I am getting help for she cheated on me, which I understand because she does not love me. I have forgiven her for that but I now find that I get annoyed with her very quickly. I suppose this situation will carry on till end of next year when our last child will leave the house after completing her studies.

Then I suppose it will all end and maybe I will find peace again in my life.

Reply to R
Posted by: Johnny | 2010/08/04

i''m in the same boat, i don''t love my wife and i know i want out but i feel so sorry for her, in the mean time my life feels like hell because of one mere fact i want out, but to tell het i know how she will react i''ve tied it before she totally lost it, so now i just go home stand up in mornings and feel miserable.

Some will tell you just say it, and no councelling doesn''t work

Reply to Johnny
Posted by: Lin | 2010/08/04

Firstly please make sure this is what you want.

Then see a marriage and divorce counsellor.
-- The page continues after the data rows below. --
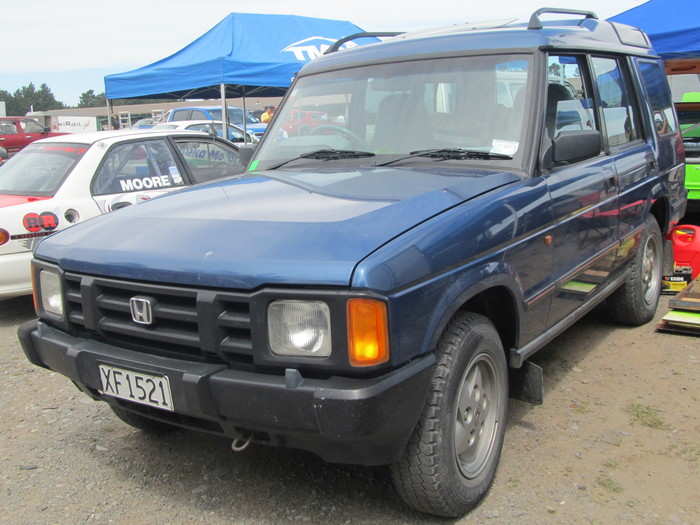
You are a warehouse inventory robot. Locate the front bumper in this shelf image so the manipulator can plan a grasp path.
[18,321,435,465]
[0,251,32,299]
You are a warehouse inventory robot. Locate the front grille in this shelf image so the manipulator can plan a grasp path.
[65,273,253,363]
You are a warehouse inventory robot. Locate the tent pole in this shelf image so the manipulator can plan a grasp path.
[219,83,228,139]
[105,98,112,129]
[241,87,248,144]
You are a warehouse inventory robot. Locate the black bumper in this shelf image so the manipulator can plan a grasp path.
[18,321,435,465]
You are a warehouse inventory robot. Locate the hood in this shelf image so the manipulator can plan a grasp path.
[36,167,520,289]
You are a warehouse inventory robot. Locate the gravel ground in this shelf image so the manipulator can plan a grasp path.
[0,292,700,525]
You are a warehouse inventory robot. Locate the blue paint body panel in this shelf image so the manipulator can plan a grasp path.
[36,168,520,290]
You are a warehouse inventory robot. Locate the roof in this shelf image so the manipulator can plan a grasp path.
[299,18,655,76]
[34,129,202,144]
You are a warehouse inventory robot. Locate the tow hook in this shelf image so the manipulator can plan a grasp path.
[231,432,253,452]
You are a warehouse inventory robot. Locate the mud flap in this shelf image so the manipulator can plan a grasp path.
[509,360,544,405]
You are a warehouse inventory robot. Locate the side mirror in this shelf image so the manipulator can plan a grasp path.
[237,144,258,166]
[552,130,603,164]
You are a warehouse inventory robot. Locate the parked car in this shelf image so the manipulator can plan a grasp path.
[131,118,158,129]
[0,117,65,155]
[165,106,267,137]
[152,120,260,144]
[0,130,243,299]
[19,9,686,517]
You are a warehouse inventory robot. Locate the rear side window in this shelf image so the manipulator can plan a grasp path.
[546,55,596,139]
[592,57,641,147]
[22,118,44,133]
[177,140,244,182]
[637,60,678,135]
[92,140,185,195]
[0,142,88,195]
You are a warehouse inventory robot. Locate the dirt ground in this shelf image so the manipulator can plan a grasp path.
[0,292,700,525]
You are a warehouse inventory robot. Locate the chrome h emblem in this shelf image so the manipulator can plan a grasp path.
[129,297,153,325]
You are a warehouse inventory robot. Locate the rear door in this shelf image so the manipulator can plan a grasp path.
[91,138,188,213]
[0,120,29,155]
[543,54,618,326]
[591,56,658,266]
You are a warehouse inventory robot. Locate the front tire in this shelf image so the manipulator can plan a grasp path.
[391,312,508,518]
[608,215,664,326]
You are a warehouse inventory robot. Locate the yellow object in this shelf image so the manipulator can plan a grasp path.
[348,298,389,366]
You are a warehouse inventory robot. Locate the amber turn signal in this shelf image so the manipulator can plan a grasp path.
[348,298,389,366]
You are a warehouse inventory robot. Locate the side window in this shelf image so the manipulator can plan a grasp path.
[637,60,678,134]
[546,55,596,139]
[187,124,211,133]
[22,118,44,133]
[172,109,192,120]
[92,140,185,195]
[592,57,641,147]
[177,140,245,182]
[0,120,17,135]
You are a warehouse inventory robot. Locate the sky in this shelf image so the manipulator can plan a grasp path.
[0,0,645,105]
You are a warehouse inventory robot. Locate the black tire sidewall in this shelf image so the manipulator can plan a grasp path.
[440,319,508,504]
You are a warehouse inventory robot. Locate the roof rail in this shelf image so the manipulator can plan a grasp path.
[527,7,598,29]
[323,31,403,55]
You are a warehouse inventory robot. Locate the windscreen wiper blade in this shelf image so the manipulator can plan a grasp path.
[267,148,374,170]
[377,148,513,166]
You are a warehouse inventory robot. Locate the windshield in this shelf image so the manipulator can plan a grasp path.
[253,55,531,169]
[209,108,260,126]
[0,142,89,195]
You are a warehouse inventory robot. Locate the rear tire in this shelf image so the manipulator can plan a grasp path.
[109,405,178,436]
[391,313,508,518]
[607,215,664,326]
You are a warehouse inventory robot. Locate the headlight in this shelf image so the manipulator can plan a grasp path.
[267,300,331,357]
[39,268,63,317]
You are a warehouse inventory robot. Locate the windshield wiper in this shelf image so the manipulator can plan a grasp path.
[377,148,513,166]
[267,148,374,170]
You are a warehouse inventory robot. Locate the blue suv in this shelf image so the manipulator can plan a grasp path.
[165,106,267,137]
[19,9,686,517]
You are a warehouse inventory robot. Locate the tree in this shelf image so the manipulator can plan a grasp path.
[78,89,107,108]
[0,82,66,116]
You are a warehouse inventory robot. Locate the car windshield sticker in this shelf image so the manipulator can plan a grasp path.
[491,139,519,157]
[119,175,174,191]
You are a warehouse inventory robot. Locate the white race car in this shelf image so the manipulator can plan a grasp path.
[0,130,244,299]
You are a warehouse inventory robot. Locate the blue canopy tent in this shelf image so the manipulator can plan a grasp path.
[608,0,700,60]
[105,13,378,137]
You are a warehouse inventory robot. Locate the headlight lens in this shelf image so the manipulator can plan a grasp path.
[39,269,63,317]
[267,300,331,357]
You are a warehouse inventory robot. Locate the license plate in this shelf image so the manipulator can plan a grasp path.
[99,365,174,411]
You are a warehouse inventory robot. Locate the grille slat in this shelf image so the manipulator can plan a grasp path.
[65,274,253,363]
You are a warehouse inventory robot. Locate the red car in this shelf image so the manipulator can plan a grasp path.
[0,117,65,155]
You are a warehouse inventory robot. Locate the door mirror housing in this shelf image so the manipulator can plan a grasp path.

He will be able to help you both through the process.

Reply to Lin
Posted by: cybershrink | 2010/08/04

I find in many of these situations where the Big Question seems to be " How do you tell X about Y?" the really useful answer is not abouit "telling" but discussing, talking about Y with X - talking about, in your situation, the relationship, and that you are feeling doubts about it, and asking how he feels. COnsider, also, suggesting to him that you see a marriage counsellor together - not necessarily to glue you back together again, but to help you understand each other better, and to either work things out or to part as amicably as possible and better able to avoid similar problems in future.